C’est un outil extrêmement versatile aussi. Dans la plupart des jeux, la santé est gérée par des compteurs qui vont bouger jusqu’à atteindre un seuil particulier (le cas typique est les points de vie qui tombent à 0) et les blessures seront très abstraites ou, au contraire, très spécifiques mais au détriment d’une certaine lourdeur dans les règles. Ici, il suffit d’écrire une conséquences (un genre particulier d’aspect de blessure) tel “Jambe cassée”, “Poignet foulé” ou “Discrédité face au roi” pour savoir exactement de quoi il retourne. Et comme ce sont des aspects comme les autres, ils peuvent être invoqués et contraints et donc n’ont rien de spécial en regard du système.

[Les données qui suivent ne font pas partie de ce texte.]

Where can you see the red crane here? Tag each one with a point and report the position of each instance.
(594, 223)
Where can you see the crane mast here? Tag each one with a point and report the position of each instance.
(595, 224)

Autre point positif de tout ça, vous n’avez pas besoin de retenir vos coups. Vous pouvez y aller à fond. Les conséquences, la réussite avec un coût, la concession en cas de combat, tout ça va faire que les personnages vont en prendre surement plein les dents. Mais en contrepartie, ils recevront pleins de jolis points de Destin. Points qu’ils pourront dépenser plus tard pour foutre une rouste à leurs ennemis.

Passons au contenu du jeu.

Le livre commence par un premier chapitre qui décrit les concepts principaux du jeu: la fiche de perso (avec les compétences, les aspects, le stress, les conséquences, les prouesses, le rafraichissement), les jets de dés, l’échelle et enfin les points de Destin (Fate points) avec l’invocation et la contrainte des aspects.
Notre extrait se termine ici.